In other words, the drumbeat for QE3 is getting louder whether Ben Bernanke likes it or not, and there's very little in the latest headlines for the bulls to hang their hats on. Wherever you look, corporate earnings, U.S. economic data, China, Europe, the positives all have caveats and the negatives are unremitting.
As for Wednesday's scheduled news, two Dow components -- Boeing(BA) and Caterpillar(CAT) -- are slated to report their quarterly results. Wall Street is looking for earnings of $1.12 a share on revenue of $19.37 billion from Boeing, while Caterpillar is expected to deliver a profit of $2.28 a share on revenue of $17.11 billion.
A quick word of warning on Caterpillar, courtesy of Thomson Reuters, which notes sentiment on the sell side has soured significantly (say that five times fast) in the past few weeks.
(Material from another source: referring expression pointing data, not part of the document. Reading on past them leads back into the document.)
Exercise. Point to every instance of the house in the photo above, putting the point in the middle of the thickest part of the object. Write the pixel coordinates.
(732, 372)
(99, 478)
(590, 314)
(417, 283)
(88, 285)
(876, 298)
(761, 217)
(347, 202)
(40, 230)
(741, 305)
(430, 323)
"Analysts expect that slowing construction and mining activity will finally catch up to Caterpillar, and they are lowering their estimates accordingly," the firm said. "One area of strength for Caterpillar is its equipment rental business. However, since customers can rent equipment as needed instead of purchasing the same equipment, this is likely reflective of the lower demand for equipment in general."
Greg Harrison, corporate earnings research analyst at Thomson, said earnings estimates for the Peoria, Ill.-based heavy equipment maker have come down 3% for the second quarter despite a strong track record of beating the consensus view with seven of its past eight quarterly reports. This turn in Wall Street's opinion only heightens the importance of the company's outlook tomorrow.
"When Caterpillar reports on July 25, all eyes will be on their outlook to see whether the negative change in analyst sentiment is indicative of future struggles for the company or a temporary downturn in an otherwise strong record throughout a challenging economic environment," Harrison wrote.